4 count breathing or square breathing.
This breathing exercise is a quick,
Wonderful way to help get you in the right mindset if you're feeling stressed out or anxious.
It's easy to do before a work meeting,
Before you get in the car,
Before you're with your children or loved ones.
Anytime you're feeling stressed or overwhelmed,
Practice this breathing exercise to help center you and to calm your central nervous system.
So finding yourself seated.
You can do this with your eyes closed or open.

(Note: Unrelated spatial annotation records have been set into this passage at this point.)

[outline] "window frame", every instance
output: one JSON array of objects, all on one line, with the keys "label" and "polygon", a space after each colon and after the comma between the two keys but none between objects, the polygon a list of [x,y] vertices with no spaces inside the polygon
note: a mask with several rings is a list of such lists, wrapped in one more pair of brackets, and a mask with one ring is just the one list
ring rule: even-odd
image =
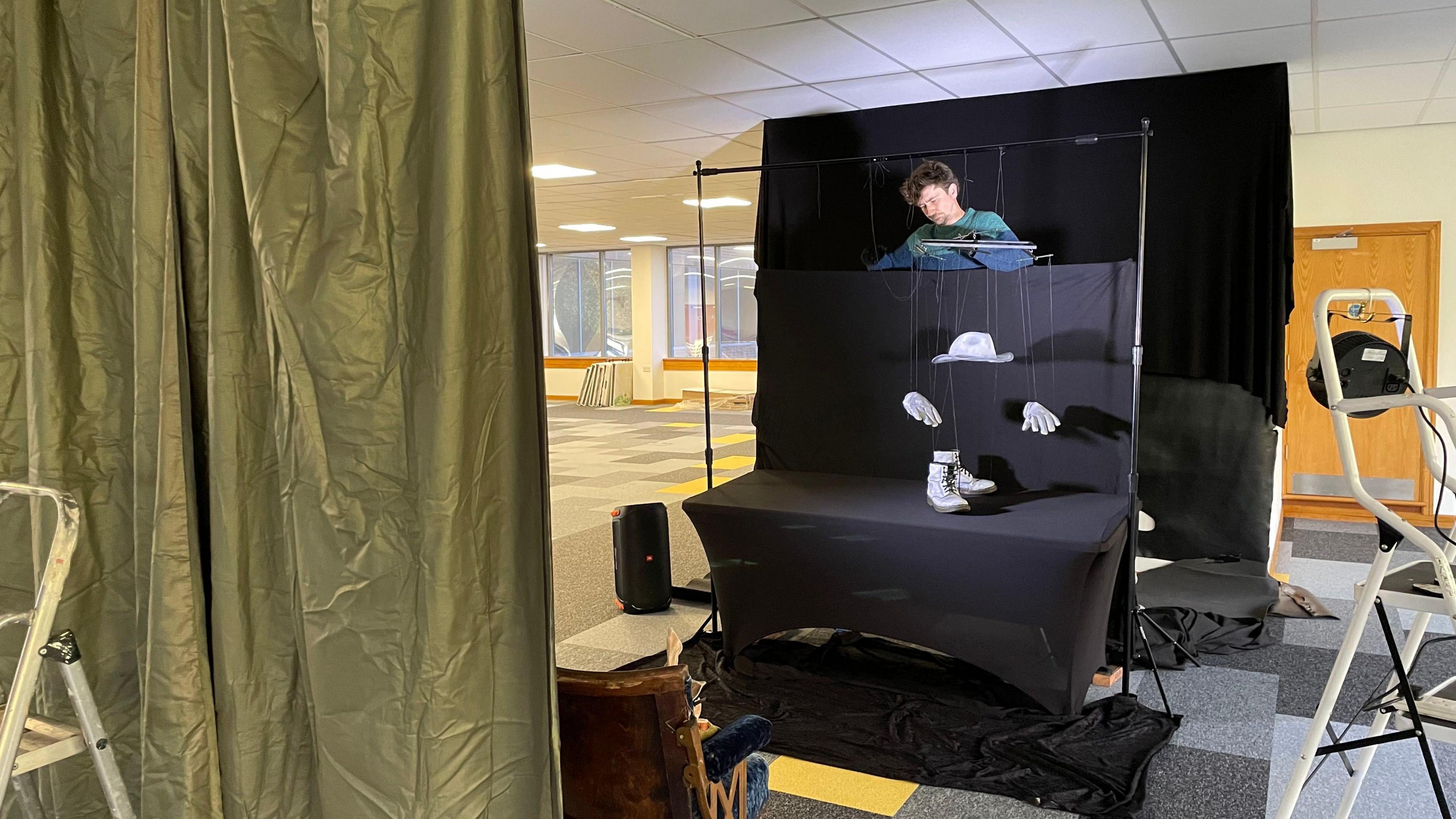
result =
[{"label": "window frame", "polygon": [[[597,348],[594,348],[594,350],[582,350],[579,353],[563,353],[563,354],[559,354],[559,353],[555,353],[555,342],[556,342],[556,340],[555,340],[555,337],[552,334],[552,329],[555,328],[553,313],[552,313],[552,307],[555,305],[555,299],[553,299],[553,293],[552,293],[552,264],[553,264],[553,259],[556,256],[563,256],[563,258],[584,258],[588,254],[596,254],[596,256],[597,256],[597,274],[596,274],[596,277],[597,277],[597,297],[600,300],[597,316],[598,316],[598,322],[601,325],[600,326],[601,344]],[[542,302],[542,351],[545,353],[545,356],[547,358],[630,358],[632,357],[632,345],[635,342],[633,342],[630,334],[628,335],[628,351],[625,354],[617,356],[617,354],[612,354],[610,353],[610,340],[612,338],[620,338],[620,337],[614,335],[612,332],[612,324],[614,324],[614,322],[609,322],[609,318],[607,318],[607,316],[614,316],[616,312],[617,312],[610,305],[612,297],[607,294],[609,293],[609,289],[607,289],[609,287],[607,286],[607,273],[609,273],[609,270],[607,270],[607,262],[609,262],[607,254],[628,254],[628,258],[626,258],[628,267],[626,268],[612,268],[610,273],[620,273],[622,270],[628,270],[628,275],[625,278],[628,280],[628,287],[629,287],[629,293],[628,293],[628,300],[629,300],[628,326],[630,328],[630,325],[632,325],[632,322],[630,322],[630,310],[635,309],[635,306],[630,305],[630,299],[632,299],[632,294],[630,294],[630,281],[632,281],[632,273],[630,273],[632,271],[632,255],[630,254],[632,254],[632,249],[630,248],[603,248],[603,249],[597,249],[597,251],[561,251],[561,252],[555,252],[555,254],[550,254],[550,252],[537,252],[536,254],[536,256],[537,256],[537,271],[536,271],[536,274],[539,275],[539,280],[540,280],[540,302]],[[612,259],[612,262],[620,264],[622,259]],[[581,326],[581,324],[582,324],[581,313],[584,312],[582,307],[585,306],[585,302],[582,300],[582,290],[584,290],[584,287],[581,284],[581,278],[579,277],[581,277],[581,274],[578,273],[578,284],[577,284],[577,305],[578,305],[577,306],[577,325],[578,325],[577,326],[577,341],[582,347],[585,347],[584,337],[582,337],[582,326]],[[614,278],[623,278],[623,277],[614,277]]]},{"label": "window frame", "polygon": [[[741,254],[743,251],[738,251],[738,248],[745,246],[745,245],[753,245],[753,242],[751,240],[744,240],[744,242],[724,242],[724,243],[718,243],[718,245],[703,245],[703,252],[706,254],[708,251],[712,251],[712,255],[713,255],[713,268],[712,268],[713,300],[712,300],[712,307],[715,307],[715,309],[713,309],[713,325],[711,326],[711,329],[713,331],[712,332],[713,344],[711,344],[708,347],[708,358],[712,360],[712,361],[735,361],[735,360],[757,361],[759,360],[759,340],[757,340],[757,332],[754,332],[754,341],[753,341],[754,353],[753,353],[751,358],[728,357],[728,356],[722,354],[722,345],[724,345],[724,341],[722,341],[724,340],[722,256],[724,256],[724,251],[725,249]],[[674,294],[673,293],[673,289],[674,289],[673,252],[674,251],[697,252],[697,245],[674,245],[674,246],[668,246],[667,248],[667,350],[668,350],[668,357],[690,357],[690,358],[693,358],[696,356],[692,356],[690,353],[687,353],[687,344],[686,342],[684,344],[678,344],[677,342],[677,338],[678,338],[677,337],[677,325],[673,321],[674,319],[674,316],[673,316],[673,294]],[[700,275],[706,275],[703,273],[703,270],[702,270],[703,268],[702,262],[703,262],[703,259],[697,259],[699,274]],[[728,270],[729,270],[729,273],[740,271],[740,268],[728,268]],[[757,261],[753,262],[753,271],[756,274],[754,275],[754,278],[756,278],[754,286],[757,286],[757,271],[759,271],[759,262]],[[737,321],[738,321],[738,332],[743,332],[743,291],[744,291],[744,287],[738,286],[738,287],[735,287],[735,290],[737,290],[737,294],[735,294],[735,302],[734,302],[734,316],[737,316]],[[748,290],[751,291],[753,289],[750,287]],[[700,290],[700,297],[706,296],[706,293],[708,293],[708,290],[702,289]],[[683,297],[683,303],[684,305],[690,305],[690,302],[687,300],[686,294]],[[705,309],[705,306],[702,303],[697,303],[697,307],[699,309]],[[757,316],[757,313],[756,313],[756,316]],[[757,324],[757,319],[756,319],[756,324]],[[741,344],[741,340],[738,342]],[[683,350],[683,356],[676,356],[677,351],[678,351],[678,348]]]}]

Allow your body to soften as you focus on your breathing.
Take deep,
Long breaths as I describe to you what we're about to do.
First we will inhale deeply through the nose for the count of 4,
Then we'll hold it for 4.
We'll slowly let the air out through our nose or our mouth for 4,
And then we'll hold it for 4.
And we'll do this 5 times.
Although I am guiding you,
Take these breaths to what feels natural and best for you.
Feel free to go a little bit longer or shorter,
But allow your body the benefit of this square breath exercise.
Noticing if anything's tensed up in your body,
Just allow that area to soften as we begin to breathe.
So exhale all your breath out and inhale deeply through your nose for the count of 4,
2,
3,
4,
Hold for 4,
2,
3,
4,
Exhale for 4,
2,
3,
4,
Hold for 4,
2,
3,
4.
Inhale deeply for 4,
Hold,
Exhale,
And hold.
Inhale,
Hold,
Exhale,
And hold.
Two more times,
Inhale,
Hold,
Exhale,
And hold.
Last time,
Inhale,
Hold,
Exhale,
And hold.
Allow your breath to come back to its natural cycle,
Allowing anything that's tightened up to soften.
Breathing long,
Deep breaths.
Knowing you can come back to this exercise anytime you need,
It only takes a moment or two to do 5 deep breaths.
When you're ready,
Open your eyes.
Thank you so much for the precious gift of your time.